Table 2 of the results is the most interesting. From the bottom line we can see that there is nothing wrong with the ability of the brachial artery to dilate, if you supply nitroglycerin as a nitric oxide source then there is no difference between groups at any time point for the ability of the artery to respond. What changes is the willingness (or ability/need) of the endothelium to generate the nitric oxide in situ to dilate the artery as flow increases in the low carbohydrate group compared to the low fat group. This shows in line three.

Nothing throughout Table 2 is statistically significant except for line three, that ability of the brachial artery to dilate after occlusion. It's a ratio of before and after occlusion, expressed as a percentage. This went down a little after six weeks ketogenic eating and up a little under low fat eating, giving p as less than 0.05, which means ketogenic eating is Bad For You. That's where the paper stopped. I carried on because the numbers making up the ratio are provided and they are interesting.

So next place to look is line two. This is the maximum diameter of the artery after occlusion is released. There is basically no difference in this parameter with time in either group. A little up and down but basically static.

Then there is line one. Line one shows the basal diameter of the artery in the LC group increasing linearly from 3.42mm to 3.58mm over time. The LF group does an up and a down, ending up dropping from 3.94mm to 3.85mm over the study.

[Addendum, see final conclusions: Does the upping and downing of the LF group reflect changes in FFA release with weight loss, high at 2 weeks and low at 6 weeks as the weight loss bottoms out for the LF group? We don't have enough numbers for weight change or FFA levels to check this, but it fits my ideas]

It is the behaviour of the resting diameter which differs between the groups on a background of a fairly static peak diameter. ie the peak diameter doesn't change much but LC/ketogenic eating progressively increases the basal diameter of the brachial artery. The artery doesn't need to dilate as much after 6 weeks of ketogenic eating to get to the maximal diameter needed to supply the post-occlusion hyperaemia of the forearm.

Conclusion: LC arteries are dilated at rest, they don't need to dilate much more to reach the "normal" size of a post occlusion hyperaemia distended artery.
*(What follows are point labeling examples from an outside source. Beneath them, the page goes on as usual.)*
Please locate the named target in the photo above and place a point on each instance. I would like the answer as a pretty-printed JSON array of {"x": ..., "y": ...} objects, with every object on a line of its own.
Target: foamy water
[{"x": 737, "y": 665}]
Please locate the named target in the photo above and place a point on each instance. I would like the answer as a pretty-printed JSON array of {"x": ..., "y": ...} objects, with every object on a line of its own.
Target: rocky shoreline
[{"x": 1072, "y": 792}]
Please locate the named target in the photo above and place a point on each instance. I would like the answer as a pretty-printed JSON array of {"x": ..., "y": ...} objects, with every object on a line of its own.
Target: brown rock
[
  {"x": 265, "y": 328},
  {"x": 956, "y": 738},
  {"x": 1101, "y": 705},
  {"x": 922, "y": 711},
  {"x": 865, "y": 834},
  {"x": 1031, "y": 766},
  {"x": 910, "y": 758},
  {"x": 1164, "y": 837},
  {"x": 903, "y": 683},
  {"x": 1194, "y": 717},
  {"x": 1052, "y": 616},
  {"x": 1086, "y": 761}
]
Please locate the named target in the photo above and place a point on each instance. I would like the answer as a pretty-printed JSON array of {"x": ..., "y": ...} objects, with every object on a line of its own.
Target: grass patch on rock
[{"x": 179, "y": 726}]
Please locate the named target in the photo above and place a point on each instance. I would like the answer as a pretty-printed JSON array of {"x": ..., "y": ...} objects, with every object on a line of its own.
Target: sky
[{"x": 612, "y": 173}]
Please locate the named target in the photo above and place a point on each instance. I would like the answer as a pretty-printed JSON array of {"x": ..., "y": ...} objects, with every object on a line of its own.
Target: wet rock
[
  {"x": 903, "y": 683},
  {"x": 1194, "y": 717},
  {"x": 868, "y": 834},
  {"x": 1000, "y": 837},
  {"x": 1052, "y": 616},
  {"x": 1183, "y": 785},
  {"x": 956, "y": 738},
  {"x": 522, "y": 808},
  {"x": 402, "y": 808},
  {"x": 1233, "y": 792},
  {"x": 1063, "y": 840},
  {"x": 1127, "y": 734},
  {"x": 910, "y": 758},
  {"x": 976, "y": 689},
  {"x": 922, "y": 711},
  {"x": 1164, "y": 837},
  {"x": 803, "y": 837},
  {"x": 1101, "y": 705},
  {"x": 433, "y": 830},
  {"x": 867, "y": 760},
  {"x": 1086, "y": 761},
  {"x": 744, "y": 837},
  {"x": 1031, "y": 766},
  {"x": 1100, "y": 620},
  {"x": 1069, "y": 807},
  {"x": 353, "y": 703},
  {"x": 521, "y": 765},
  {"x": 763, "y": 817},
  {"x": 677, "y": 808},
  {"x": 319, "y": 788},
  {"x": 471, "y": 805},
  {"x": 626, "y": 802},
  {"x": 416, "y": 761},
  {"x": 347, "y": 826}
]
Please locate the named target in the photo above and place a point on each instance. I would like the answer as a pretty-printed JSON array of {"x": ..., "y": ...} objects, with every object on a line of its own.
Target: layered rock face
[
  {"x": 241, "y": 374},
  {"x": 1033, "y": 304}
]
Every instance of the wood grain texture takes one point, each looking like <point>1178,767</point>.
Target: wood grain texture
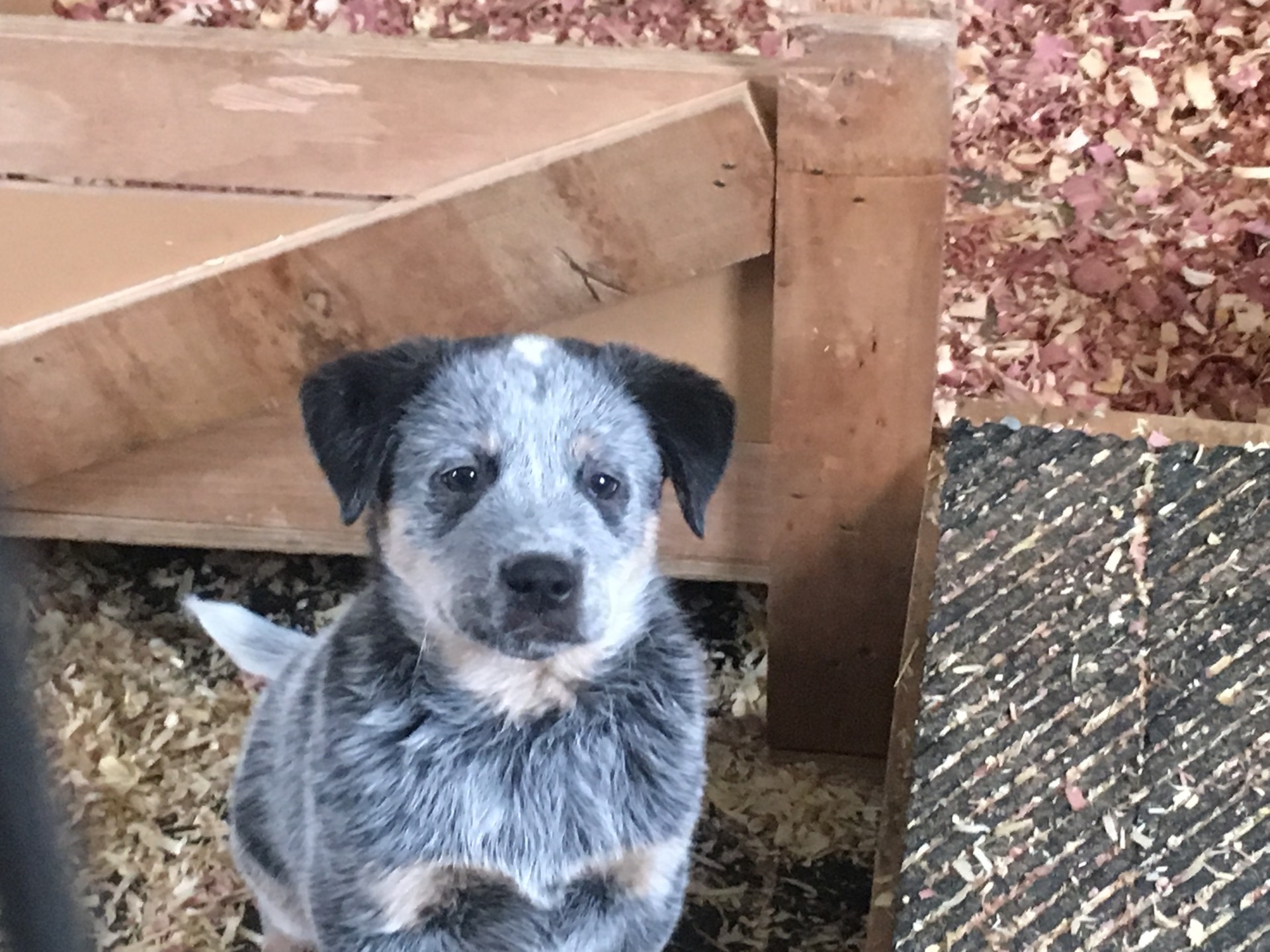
<point>861,160</point>
<point>898,777</point>
<point>638,207</point>
<point>321,114</point>
<point>254,485</point>
<point>98,241</point>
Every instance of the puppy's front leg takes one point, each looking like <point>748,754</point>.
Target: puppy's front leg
<point>629,903</point>
<point>425,908</point>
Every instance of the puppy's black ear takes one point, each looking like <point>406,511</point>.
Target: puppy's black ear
<point>694,423</point>
<point>351,408</point>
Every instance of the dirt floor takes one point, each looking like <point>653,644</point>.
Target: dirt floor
<point>144,717</point>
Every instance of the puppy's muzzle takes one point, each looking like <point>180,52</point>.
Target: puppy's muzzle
<point>542,594</point>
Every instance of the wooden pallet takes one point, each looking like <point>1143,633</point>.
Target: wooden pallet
<point>194,219</point>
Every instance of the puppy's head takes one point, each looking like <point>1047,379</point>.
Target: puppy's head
<point>516,481</point>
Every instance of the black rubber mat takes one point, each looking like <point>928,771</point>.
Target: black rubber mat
<point>1097,634</point>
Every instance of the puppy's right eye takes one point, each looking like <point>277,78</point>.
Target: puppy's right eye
<point>462,479</point>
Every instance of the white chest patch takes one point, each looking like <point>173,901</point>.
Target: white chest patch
<point>532,348</point>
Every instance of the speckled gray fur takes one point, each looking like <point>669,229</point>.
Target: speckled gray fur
<point>388,744</point>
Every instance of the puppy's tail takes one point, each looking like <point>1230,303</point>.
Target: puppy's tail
<point>254,644</point>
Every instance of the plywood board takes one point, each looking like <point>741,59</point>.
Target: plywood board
<point>349,116</point>
<point>60,247</point>
<point>513,248</point>
<point>861,160</point>
<point>254,485</point>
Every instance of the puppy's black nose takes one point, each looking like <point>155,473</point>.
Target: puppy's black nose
<point>540,580</point>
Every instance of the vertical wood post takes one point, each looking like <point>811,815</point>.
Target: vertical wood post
<point>863,143</point>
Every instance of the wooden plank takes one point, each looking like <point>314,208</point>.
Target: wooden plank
<point>861,171</point>
<point>897,781</point>
<point>642,206</point>
<point>254,485</point>
<point>304,113</point>
<point>62,247</point>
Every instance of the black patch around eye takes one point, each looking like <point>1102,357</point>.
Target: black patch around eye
<point>456,491</point>
<point>605,491</point>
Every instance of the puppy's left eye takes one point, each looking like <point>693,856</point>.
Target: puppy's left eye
<point>603,485</point>
<point>462,479</point>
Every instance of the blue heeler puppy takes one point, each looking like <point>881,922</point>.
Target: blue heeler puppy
<point>499,746</point>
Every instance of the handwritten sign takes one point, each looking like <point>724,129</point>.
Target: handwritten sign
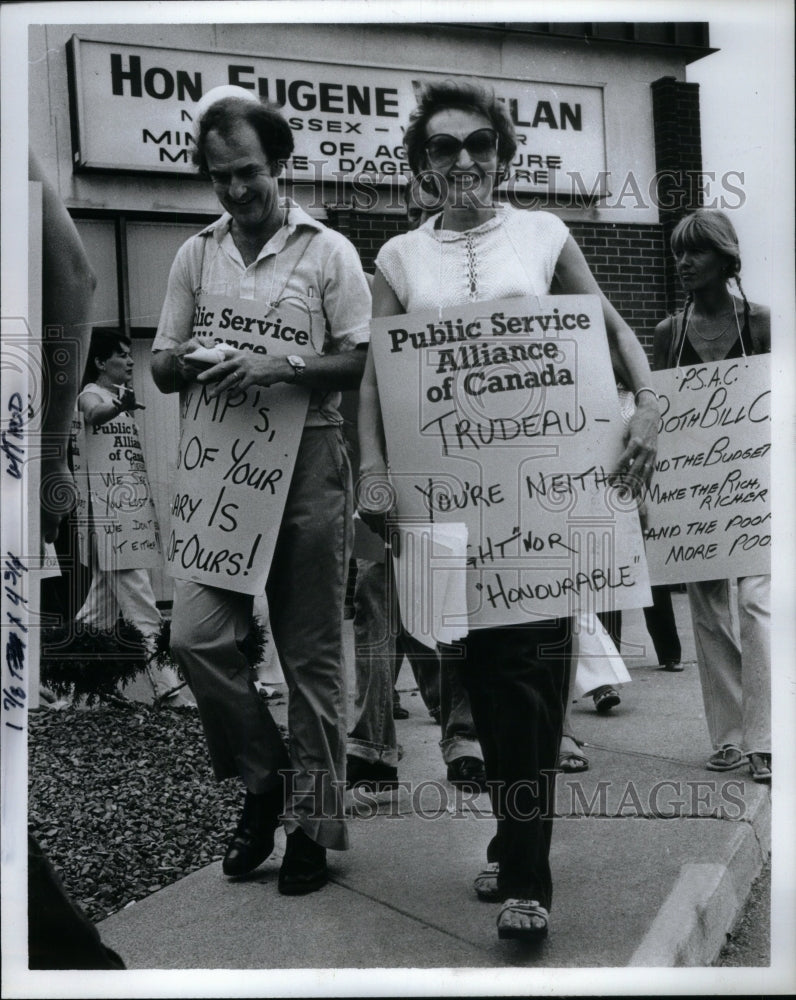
<point>709,505</point>
<point>236,453</point>
<point>121,511</point>
<point>504,416</point>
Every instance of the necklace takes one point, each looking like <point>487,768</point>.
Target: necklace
<point>688,323</point>
<point>697,326</point>
<point>472,256</point>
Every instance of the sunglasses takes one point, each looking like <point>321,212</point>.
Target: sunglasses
<point>444,148</point>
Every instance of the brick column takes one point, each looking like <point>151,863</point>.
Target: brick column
<point>678,163</point>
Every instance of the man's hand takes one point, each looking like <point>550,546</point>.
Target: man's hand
<point>187,369</point>
<point>375,496</point>
<point>243,369</point>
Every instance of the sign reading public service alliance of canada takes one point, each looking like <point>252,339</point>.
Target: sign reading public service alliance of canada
<point>135,107</point>
<point>503,417</point>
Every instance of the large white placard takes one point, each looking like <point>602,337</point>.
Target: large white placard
<point>115,503</point>
<point>236,453</point>
<point>504,416</point>
<point>709,504</point>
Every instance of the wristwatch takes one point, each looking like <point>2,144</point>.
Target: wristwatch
<point>297,364</point>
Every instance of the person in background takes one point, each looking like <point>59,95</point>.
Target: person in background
<point>732,634</point>
<point>68,284</point>
<point>265,248</point>
<point>662,629</point>
<point>107,393</point>
<point>60,935</point>
<point>476,250</point>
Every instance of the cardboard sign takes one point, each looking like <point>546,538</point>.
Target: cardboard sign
<point>709,504</point>
<point>236,453</point>
<point>116,504</point>
<point>504,416</point>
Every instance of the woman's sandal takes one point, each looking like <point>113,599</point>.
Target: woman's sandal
<point>570,761</point>
<point>760,766</point>
<point>485,883</point>
<point>605,699</point>
<point>526,907</point>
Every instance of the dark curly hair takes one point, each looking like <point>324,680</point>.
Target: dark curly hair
<point>462,95</point>
<point>274,133</point>
<point>105,342</point>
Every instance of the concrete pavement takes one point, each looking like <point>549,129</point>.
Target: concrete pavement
<point>652,857</point>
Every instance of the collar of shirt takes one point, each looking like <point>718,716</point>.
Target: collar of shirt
<point>296,218</point>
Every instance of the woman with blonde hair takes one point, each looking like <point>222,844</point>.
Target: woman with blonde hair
<point>732,635</point>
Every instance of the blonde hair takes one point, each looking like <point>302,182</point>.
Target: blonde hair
<point>710,229</point>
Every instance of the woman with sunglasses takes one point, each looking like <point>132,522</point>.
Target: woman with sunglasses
<point>732,645</point>
<point>460,142</point>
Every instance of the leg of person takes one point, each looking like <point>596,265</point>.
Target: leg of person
<point>662,628</point>
<point>372,749</point>
<point>305,595</point>
<point>571,759</point>
<point>612,622</point>
<point>425,667</point>
<point>100,609</point>
<point>461,750</point>
<point>60,935</point>
<point>719,662</point>
<point>208,628</point>
<point>136,599</point>
<point>754,616</point>
<point>606,697</point>
<point>517,678</point>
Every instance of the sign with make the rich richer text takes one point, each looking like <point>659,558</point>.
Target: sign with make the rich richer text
<point>504,415</point>
<point>236,453</point>
<point>709,504</point>
<point>120,513</point>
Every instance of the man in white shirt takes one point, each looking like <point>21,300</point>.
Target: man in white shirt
<point>267,249</point>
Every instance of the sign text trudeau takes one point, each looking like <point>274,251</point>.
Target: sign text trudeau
<point>504,416</point>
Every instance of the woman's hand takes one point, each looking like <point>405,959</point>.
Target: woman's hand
<point>637,462</point>
<point>243,369</point>
<point>127,400</point>
<point>376,503</point>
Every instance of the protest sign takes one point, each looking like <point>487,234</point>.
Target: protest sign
<point>236,452</point>
<point>709,504</point>
<point>504,416</point>
<point>115,500</point>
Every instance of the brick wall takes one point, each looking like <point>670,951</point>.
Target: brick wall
<point>626,260</point>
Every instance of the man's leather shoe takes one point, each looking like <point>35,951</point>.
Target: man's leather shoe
<point>253,840</point>
<point>467,772</point>
<point>304,866</point>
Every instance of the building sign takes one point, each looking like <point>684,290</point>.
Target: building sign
<point>133,110</point>
<point>503,417</point>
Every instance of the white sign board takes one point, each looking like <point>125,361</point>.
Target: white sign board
<point>709,504</point>
<point>504,416</point>
<point>109,468</point>
<point>135,107</point>
<point>236,455</point>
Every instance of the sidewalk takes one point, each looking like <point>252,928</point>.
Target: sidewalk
<point>653,857</point>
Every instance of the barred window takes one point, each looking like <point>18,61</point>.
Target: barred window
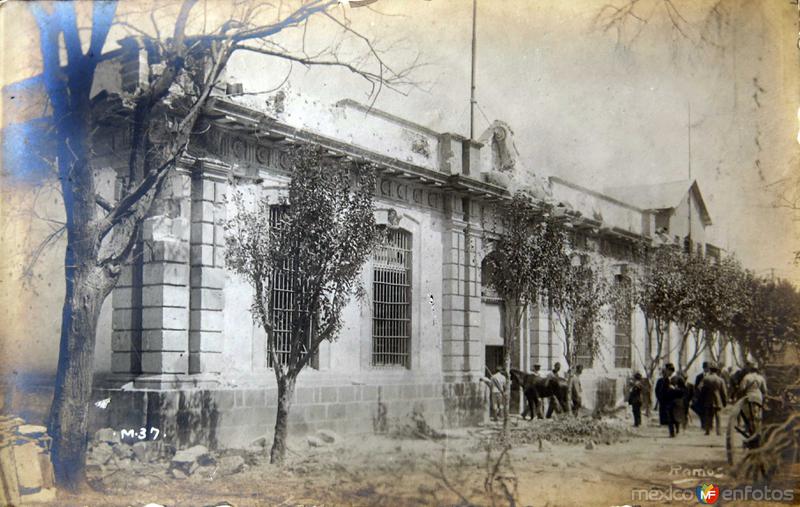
<point>583,354</point>
<point>283,297</point>
<point>391,296</point>
<point>622,327</point>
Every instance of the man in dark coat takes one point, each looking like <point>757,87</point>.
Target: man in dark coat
<point>665,399</point>
<point>635,399</point>
<point>712,397</point>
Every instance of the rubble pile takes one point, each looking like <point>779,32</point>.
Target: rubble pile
<point>26,474</point>
<point>569,430</point>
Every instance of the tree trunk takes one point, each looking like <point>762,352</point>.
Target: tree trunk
<point>285,394</point>
<point>69,414</point>
<point>512,317</point>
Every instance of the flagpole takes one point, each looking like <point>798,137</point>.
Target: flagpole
<point>472,80</point>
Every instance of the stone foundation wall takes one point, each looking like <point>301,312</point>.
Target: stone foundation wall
<point>235,417</point>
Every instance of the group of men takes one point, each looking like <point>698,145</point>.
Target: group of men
<point>707,396</point>
<point>497,382</point>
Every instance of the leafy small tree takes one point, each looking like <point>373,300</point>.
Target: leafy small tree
<point>656,287</point>
<point>162,115</point>
<point>317,245</point>
<point>769,322</point>
<point>522,263</point>
<point>579,297</point>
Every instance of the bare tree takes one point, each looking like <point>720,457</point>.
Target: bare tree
<point>315,245</point>
<point>523,261</point>
<point>162,115</point>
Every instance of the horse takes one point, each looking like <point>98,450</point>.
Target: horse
<point>537,388</point>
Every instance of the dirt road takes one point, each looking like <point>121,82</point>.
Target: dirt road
<point>643,468</point>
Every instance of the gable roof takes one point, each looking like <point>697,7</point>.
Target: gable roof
<point>661,196</point>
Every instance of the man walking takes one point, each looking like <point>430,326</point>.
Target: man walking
<point>635,399</point>
<point>576,390</point>
<point>554,379</point>
<point>754,387</point>
<point>665,397</point>
<point>713,396</point>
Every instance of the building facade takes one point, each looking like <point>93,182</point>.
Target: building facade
<point>187,358</point>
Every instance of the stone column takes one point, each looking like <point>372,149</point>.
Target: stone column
<point>165,281</point>
<point>151,299</point>
<point>209,186</point>
<point>461,306</point>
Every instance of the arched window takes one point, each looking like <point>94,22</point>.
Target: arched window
<point>391,300</point>
<point>487,273</point>
<point>622,323</point>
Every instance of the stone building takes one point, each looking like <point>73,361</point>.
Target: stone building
<point>186,357</point>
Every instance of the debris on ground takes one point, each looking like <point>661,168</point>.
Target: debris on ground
<point>417,427</point>
<point>568,430</point>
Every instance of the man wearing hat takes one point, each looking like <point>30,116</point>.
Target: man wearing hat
<point>712,397</point>
<point>635,399</point>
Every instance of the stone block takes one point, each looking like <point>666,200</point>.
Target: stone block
<point>122,298</point>
<point>408,392</point>
<point>125,276</point>
<point>165,317</point>
<point>122,341</point>
<point>123,319</point>
<point>212,278</point>
<point>29,475</point>
<point>336,411</point>
<point>167,250</point>
<point>328,395</point>
<point>165,362</point>
<point>317,412</point>
<point>202,255</point>
<point>205,341</point>
<point>205,362</point>
<point>207,299</point>
<point>165,295</point>
<point>165,273</point>
<point>202,189</point>
<point>255,398</point>
<point>124,362</point>
<point>304,395</point>
<point>164,339</point>
<point>369,393</point>
<point>346,394</point>
<point>206,320</point>
<point>202,211</point>
<point>223,400</point>
<point>220,191</point>
<point>219,235</point>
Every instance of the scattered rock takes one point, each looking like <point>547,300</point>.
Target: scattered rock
<point>101,453</point>
<point>177,474</point>
<point>328,436</point>
<point>231,465</point>
<point>31,431</point>
<point>187,460</point>
<point>262,442</point>
<point>29,475</point>
<point>123,451</point>
<point>106,435</point>
<point>45,495</point>
<point>141,482</point>
<point>144,452</point>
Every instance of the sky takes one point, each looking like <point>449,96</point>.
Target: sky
<point>605,107</point>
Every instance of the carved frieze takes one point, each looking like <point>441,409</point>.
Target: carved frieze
<point>408,193</point>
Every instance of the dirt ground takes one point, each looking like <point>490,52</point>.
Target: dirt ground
<point>391,471</point>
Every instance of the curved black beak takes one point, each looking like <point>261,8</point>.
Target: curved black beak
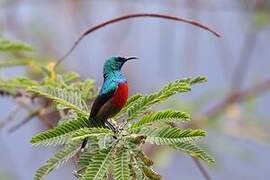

You could leave it at that.

But I can't.

We have a set of diameters and a set of measured blood velocities. So I can crudely estimate the blood flow, aka the oxygen delivery. That's πr2 times the mean speed of the blood, not forgetting to convert the cm/s velocity to mm/s.

Under basal conditions the blood flow increases for the LC group over the six weeks, from 3326mm3/s to 3876mm3/s, up by 17%.

Basal blood flow for the low fat group decreased from 3939mm3/s to 3668mm3/s over the same period, that's down by 7%.

I have no idea whether these changes are statistically significant but they might well be clinically significant. If I had occlusive peripheral vascular disease I know what I would eat. But you knew I'd say that anyway!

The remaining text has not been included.